Dois terços do total da população com fome mora na Ásia, enquanto em África uma em cada quatro pessoas está mal nutrida. Aliás, a má nutrição ainda é a causa de morte em quase metade ( 45% ) das crianças com menos de cinco anos. São mais de três milhões de crianças por ano! E são cerca de cem milhões aquelas abaixo do peso ideal, uma em cada seis. E se as mulheres das zonas rurais tivessem o mesmo acesso aos recursos quanto os homens, o número de pessoas com fome no mundo podia reduzir até 150 milhões. A WFP calcula que por ano são precisos 3,2 biliões de dólares ( americanos ) para chegar a todos os 66 milhões de crianças com fome, em idade escolar. 

Estes são, grosso modo, os números das estatísticas. O problema é que cada número é uma pessoa e uma vida. E para essas não pode haver margem para erro, já que significa ter ou não ter o que comer. Tudo o resto fica em perspetiva: as luzes, a abundância, o consumir desenfreadamente. Não me interpretem mal: nada tenho contra o espírito natalício, que chama a atenção para o calor, o humano, a luz, a alegria, a cor. Espero é que seja extensível a todo o ano, em todos os gestos que nos obriguem, sem obrigação - senão a moral -, de sermos mais generosos e, consequentemente, melhores seres humanos. E que não nos queixemos quando tivermos a barriguinha cheia.
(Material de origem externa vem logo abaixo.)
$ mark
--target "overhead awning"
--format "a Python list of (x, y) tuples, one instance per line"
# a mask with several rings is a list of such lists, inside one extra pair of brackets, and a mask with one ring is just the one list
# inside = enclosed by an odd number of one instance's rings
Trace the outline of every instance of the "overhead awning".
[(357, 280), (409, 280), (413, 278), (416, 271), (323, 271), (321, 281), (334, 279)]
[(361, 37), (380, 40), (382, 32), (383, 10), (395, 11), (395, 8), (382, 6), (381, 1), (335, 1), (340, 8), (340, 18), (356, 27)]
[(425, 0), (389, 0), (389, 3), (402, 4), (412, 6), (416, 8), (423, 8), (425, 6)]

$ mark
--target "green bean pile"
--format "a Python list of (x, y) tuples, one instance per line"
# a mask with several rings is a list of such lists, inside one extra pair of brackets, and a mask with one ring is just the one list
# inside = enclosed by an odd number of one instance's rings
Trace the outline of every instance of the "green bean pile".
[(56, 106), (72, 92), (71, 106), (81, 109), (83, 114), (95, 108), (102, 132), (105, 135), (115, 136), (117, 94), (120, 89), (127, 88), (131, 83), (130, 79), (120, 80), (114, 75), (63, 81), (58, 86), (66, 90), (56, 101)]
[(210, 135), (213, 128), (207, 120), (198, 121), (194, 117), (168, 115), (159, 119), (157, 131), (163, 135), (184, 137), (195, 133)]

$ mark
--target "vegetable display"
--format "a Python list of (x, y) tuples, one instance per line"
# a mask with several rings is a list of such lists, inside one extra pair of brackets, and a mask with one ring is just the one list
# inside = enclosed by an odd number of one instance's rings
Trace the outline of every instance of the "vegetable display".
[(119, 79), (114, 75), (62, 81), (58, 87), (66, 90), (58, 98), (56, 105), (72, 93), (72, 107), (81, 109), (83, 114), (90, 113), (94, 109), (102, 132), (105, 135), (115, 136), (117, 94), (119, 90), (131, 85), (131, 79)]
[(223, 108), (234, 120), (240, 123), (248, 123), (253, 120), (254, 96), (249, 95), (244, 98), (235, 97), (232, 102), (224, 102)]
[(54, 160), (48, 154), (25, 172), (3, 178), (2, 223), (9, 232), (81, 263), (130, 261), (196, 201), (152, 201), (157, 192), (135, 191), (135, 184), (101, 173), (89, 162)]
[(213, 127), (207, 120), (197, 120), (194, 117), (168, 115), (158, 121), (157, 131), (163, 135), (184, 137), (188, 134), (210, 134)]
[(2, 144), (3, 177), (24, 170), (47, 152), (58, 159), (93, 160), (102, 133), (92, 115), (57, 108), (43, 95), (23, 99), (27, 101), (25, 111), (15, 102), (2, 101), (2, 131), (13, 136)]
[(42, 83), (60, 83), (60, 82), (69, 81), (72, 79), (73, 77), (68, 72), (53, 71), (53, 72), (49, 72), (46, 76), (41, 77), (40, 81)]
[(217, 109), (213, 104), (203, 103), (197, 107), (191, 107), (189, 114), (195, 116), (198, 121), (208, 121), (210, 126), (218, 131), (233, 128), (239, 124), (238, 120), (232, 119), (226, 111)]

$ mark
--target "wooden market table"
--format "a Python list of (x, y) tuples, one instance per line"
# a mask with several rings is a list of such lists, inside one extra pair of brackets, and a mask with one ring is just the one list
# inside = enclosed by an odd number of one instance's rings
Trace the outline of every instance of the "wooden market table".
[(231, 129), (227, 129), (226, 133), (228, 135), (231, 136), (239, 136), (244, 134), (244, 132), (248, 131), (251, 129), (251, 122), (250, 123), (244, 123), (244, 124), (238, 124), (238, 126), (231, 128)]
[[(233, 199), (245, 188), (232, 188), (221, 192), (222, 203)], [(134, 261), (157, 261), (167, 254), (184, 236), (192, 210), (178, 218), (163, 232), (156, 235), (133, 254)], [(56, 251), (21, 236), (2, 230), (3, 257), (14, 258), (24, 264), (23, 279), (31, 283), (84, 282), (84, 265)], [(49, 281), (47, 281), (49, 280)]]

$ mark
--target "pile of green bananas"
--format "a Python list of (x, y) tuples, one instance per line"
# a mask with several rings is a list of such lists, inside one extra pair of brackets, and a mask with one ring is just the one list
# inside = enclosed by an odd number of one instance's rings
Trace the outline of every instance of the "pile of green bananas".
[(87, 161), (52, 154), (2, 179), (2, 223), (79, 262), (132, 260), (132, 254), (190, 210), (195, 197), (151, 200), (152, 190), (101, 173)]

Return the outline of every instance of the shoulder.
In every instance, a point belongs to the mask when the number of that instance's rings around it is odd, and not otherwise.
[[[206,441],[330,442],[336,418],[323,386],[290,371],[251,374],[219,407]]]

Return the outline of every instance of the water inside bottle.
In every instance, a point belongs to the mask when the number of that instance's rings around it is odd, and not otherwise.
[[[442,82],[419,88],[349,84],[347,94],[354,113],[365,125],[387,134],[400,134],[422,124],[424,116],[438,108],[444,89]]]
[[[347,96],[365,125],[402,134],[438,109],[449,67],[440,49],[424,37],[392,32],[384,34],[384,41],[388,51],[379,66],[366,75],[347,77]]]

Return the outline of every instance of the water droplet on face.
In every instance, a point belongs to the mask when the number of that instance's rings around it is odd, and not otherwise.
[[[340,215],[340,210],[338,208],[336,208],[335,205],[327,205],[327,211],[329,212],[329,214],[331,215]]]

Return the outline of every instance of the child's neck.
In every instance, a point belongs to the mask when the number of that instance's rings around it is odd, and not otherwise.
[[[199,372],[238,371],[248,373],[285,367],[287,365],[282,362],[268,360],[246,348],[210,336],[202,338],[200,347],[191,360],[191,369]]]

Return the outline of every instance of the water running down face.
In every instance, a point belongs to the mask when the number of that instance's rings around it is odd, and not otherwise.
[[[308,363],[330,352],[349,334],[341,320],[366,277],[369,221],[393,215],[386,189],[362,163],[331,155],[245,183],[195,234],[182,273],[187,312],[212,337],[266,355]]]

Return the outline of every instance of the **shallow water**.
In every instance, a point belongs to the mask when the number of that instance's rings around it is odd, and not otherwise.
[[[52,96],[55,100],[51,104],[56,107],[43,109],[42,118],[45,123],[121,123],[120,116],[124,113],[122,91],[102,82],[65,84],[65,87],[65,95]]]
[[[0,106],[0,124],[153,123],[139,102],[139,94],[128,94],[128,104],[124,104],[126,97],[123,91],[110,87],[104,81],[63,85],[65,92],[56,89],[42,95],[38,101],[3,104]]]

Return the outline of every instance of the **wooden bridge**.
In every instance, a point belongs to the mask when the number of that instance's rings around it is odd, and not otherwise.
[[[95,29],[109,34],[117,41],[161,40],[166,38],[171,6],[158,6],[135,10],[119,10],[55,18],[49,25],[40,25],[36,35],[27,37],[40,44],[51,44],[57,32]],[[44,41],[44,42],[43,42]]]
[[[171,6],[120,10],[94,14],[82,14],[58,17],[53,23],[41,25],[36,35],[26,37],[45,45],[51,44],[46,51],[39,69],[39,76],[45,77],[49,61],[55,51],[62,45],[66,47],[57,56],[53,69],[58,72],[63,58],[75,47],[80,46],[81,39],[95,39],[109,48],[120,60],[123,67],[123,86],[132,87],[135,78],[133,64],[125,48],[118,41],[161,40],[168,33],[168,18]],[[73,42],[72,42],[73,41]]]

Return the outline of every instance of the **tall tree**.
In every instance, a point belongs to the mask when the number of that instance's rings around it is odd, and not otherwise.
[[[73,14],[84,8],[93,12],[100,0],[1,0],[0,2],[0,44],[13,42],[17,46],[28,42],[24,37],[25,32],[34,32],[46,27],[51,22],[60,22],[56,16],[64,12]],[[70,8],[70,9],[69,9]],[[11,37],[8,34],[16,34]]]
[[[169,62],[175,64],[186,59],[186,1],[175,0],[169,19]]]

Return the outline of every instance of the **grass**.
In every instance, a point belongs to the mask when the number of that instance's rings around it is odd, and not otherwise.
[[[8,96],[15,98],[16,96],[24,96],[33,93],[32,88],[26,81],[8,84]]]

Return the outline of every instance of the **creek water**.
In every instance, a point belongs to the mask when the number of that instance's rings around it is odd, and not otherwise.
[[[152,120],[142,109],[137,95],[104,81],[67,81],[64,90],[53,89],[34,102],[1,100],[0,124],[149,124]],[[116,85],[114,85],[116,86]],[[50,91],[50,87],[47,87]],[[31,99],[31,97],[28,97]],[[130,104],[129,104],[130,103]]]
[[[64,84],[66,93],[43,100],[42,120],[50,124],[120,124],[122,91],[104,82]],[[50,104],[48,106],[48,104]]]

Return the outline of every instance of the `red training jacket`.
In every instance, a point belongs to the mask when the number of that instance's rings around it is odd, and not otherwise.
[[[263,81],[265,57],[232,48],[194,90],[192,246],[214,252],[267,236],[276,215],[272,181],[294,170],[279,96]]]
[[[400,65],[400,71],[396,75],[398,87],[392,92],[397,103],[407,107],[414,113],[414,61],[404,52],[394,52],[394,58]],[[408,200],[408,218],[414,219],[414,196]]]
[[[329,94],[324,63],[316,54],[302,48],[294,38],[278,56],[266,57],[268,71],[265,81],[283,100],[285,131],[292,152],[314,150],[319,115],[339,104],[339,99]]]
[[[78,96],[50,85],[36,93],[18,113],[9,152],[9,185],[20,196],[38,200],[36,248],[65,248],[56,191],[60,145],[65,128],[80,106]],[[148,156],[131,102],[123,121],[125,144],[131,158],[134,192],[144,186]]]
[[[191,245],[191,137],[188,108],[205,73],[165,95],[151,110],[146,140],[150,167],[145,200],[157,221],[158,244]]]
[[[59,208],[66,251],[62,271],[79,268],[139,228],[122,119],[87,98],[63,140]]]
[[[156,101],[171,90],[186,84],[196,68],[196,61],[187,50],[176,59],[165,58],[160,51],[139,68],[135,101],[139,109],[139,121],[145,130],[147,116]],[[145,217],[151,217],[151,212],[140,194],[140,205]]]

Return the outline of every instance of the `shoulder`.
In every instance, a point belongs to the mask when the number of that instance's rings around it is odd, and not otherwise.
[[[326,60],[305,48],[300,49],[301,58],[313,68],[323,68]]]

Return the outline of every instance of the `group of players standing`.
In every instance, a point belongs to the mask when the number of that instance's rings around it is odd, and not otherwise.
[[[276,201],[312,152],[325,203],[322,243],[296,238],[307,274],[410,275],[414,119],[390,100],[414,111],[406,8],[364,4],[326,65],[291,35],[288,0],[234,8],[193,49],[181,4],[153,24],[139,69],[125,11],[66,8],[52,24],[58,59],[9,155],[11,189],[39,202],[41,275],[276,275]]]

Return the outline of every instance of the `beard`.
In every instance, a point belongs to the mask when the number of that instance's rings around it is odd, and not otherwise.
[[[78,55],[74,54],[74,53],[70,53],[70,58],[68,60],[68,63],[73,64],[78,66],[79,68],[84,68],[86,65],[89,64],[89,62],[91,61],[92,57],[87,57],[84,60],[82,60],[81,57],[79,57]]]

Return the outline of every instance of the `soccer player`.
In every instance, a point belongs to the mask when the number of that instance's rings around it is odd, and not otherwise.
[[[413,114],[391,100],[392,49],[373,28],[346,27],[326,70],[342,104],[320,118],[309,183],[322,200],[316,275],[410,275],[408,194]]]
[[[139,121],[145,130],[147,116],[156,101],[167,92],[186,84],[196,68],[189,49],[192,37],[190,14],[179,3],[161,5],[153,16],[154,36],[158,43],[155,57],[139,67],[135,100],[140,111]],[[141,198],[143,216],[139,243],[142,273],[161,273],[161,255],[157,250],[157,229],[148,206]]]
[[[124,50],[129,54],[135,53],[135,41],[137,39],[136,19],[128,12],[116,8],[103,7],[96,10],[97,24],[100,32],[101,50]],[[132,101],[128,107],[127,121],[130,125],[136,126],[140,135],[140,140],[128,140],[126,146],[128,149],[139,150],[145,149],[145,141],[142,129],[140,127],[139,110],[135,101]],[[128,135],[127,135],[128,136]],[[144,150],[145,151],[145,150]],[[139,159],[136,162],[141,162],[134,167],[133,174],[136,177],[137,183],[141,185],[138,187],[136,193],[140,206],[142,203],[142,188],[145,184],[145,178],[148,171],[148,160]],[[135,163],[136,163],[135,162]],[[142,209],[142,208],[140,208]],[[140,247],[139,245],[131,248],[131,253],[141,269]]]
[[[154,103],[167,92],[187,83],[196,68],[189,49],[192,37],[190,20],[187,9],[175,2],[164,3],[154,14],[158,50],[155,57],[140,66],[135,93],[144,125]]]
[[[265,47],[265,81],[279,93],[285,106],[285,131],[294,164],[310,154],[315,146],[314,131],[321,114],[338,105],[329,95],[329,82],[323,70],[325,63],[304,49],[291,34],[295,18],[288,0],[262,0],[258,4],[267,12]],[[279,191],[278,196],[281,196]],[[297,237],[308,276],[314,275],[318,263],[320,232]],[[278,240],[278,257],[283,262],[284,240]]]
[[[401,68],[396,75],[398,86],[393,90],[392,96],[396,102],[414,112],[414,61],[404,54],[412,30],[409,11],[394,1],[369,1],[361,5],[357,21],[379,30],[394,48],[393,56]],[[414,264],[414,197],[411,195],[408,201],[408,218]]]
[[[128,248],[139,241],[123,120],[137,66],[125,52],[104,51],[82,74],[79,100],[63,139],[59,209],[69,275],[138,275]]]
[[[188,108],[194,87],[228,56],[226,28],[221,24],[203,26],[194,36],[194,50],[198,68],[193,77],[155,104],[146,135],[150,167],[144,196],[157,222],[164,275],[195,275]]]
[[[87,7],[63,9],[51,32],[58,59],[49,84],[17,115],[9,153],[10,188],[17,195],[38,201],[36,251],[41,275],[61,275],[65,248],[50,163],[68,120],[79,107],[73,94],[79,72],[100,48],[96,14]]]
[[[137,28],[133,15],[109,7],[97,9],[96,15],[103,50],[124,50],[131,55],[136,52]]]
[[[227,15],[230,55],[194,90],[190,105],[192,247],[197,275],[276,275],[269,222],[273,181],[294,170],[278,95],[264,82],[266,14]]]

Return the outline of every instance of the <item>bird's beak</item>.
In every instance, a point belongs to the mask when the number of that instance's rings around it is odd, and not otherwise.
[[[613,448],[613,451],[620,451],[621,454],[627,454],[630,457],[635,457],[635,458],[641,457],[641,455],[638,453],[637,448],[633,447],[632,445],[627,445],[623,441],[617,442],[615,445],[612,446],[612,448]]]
Já agora, porque não ajudar com um gesto tão simples como jogar um pequeno quiz da WFP, para testar o seu QI da fome? Para cada pessoa que o fizer, será dada uma refeição a uma criança. Faça-o e partilhe:

http://quiz.wfp.org/

Resposta para o mail:
"You took the quiz - and fed a child!"
Ou então, para quem quiser ajudar e ao mesmo tempo assistir a um espetáculo de fado, pode aparecer no próximo domingo, dia 7, às 18h30, no Palácio Foz, no Cantar o Fado Contra a Fome. Vários fadistas e dois guitarristas participam solidariamente, juntamente com outras empresas, associações e instituições, para que este problema ( que ainda é um flagelo ) seja erradicado da face da terra.  O preço do bilhete é acessível ( de 5 a 25€ ) e aproveita para ouvir boa música, conhecer um espaço secular de requinte e brilho, enquanto contribui para um mundo melhor. É melhor assim.